The UK’s largest building society revealed a 0.1% price rise during the month, after taking account of seasonal factors.
Robert Gardner, Nationwide’s chief economist, said: “Survey data suggests that new buyer enquiries and consumer confidence have remained subdued in recent months. Nevertheless, indicators of housing market activity, such as the number of mortgages approved for house purchase, have remained broadly stable.
“Housing market trends are likely to continue to mirrordevelopments in the broader economy. While healthy labour market conditions and low borrowing costs will provide underlying support, uncertainty is likely to continue to act as a drag on sentiment and activity, with price growth and transaction levels remaining close to current levels over the coming months.
“Northern Ireland remained the strongest performing home nation in Q2, with annual price growth rising to 5.2%, from 3.3% last quarter. Wales also saw a pick up to 4.2%, from 0.9% in Q1. Price growth in Scotland was more subdued, at just 0.4% year-on-year. Nevertheless, England remained the weakest performing home nation, with prices essentially flat compared with a year ago.
“Looking across England, the Outer Metropolitan was the weakest performing region in the three months to June, closely followed by the Outer South East, with annual price declines of 1.8% and 1.6% respectively.

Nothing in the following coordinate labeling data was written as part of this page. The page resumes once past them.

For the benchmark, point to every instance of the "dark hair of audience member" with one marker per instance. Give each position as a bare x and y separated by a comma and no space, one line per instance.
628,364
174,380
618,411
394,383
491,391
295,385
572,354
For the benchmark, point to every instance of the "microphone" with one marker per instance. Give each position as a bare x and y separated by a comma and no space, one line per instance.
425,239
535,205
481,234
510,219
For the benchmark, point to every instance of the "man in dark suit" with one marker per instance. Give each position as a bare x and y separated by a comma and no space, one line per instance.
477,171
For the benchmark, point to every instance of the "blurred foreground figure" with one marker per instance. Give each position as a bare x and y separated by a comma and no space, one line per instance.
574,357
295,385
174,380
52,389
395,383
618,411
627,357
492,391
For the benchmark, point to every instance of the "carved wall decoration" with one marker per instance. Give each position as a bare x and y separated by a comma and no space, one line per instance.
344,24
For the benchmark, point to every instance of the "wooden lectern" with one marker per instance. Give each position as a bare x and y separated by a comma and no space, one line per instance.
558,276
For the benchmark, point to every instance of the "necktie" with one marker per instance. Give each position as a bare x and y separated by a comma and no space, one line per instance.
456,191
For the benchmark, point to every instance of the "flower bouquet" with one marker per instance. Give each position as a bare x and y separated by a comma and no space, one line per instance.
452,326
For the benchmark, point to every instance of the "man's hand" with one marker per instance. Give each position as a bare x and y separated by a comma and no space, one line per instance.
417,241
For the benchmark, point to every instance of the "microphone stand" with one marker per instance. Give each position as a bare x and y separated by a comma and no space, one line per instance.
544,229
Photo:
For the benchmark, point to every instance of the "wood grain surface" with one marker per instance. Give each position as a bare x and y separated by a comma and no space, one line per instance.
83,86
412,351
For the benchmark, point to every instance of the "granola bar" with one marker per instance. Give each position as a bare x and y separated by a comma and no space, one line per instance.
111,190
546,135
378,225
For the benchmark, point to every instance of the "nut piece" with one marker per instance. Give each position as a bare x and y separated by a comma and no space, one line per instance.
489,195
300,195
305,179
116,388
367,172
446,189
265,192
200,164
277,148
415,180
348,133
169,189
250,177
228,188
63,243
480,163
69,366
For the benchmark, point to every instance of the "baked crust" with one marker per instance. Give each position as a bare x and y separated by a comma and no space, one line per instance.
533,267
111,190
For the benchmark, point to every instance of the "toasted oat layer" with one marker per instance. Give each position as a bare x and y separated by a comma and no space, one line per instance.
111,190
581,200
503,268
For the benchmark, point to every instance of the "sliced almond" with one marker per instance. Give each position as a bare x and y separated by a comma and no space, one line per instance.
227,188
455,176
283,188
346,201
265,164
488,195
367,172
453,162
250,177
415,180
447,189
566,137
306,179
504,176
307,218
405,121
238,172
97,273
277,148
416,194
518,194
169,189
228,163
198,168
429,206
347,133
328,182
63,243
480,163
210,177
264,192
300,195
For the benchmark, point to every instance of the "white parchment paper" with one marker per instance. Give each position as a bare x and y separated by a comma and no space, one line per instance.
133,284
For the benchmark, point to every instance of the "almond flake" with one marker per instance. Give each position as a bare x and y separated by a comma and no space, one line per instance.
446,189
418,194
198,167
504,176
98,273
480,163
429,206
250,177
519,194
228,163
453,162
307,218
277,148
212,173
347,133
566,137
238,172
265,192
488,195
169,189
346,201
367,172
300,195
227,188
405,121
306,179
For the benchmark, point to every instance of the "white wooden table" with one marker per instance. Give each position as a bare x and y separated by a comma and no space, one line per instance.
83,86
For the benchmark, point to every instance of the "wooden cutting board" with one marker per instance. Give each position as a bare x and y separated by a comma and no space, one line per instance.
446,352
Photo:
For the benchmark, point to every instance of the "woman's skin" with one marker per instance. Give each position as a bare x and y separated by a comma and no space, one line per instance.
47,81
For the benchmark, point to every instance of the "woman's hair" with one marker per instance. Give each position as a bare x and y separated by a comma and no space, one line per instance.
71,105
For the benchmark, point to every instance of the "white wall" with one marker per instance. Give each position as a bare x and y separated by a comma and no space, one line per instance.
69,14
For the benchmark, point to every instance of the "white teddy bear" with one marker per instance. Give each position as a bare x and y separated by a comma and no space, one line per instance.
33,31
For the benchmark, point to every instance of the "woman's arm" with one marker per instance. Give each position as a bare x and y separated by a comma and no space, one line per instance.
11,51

“Prices also fell in London for the eighth quarter in a row, though the annual pace of decline moderated to 0.7%, from 3.8% last quarter. Moreover, prices in the capital are still only around 5% below the all-time highs recorded on Q1 2017 and c50% above their 2007 levels (by comparison, UK prices are only around 17% higher over the same period).
“Elsewhere in England, annual price growth remained relatively modest in Q2, with Yorkshire & Humberside the best performing region, with a 3% year-on-year rise.
“House price growth across northern England (North, NorthWest, Yorkshire & Humberside, East Midlands and West Midlands) averaged 2.1%, remaining ahead of that in the south (London, Outer Metropolitan, Outer South East and East Anglia), which experienced a 0.7% fall. These trends are not entirely unexpected, however, as they follow several years of sustained outperformance in London and the south, which left affordability more stretched in these areas.”
Jeremy Leaf, north London estate agent and a former RICS residential chairman, added: “These figures show the market remains in limbo at present awaiting political direction and more certainty but no real movement one way or the other. Encouragingly, both prime ministerial contenders seem to recognise the importance of housing market activity to economic prosperity, irrespective of Brexit.
“At the sharp end, many buyers in particular are still cautious but looking beyond 31st October whereas successful sellers are facing up to sometimes unpalatable offers in order to move on.”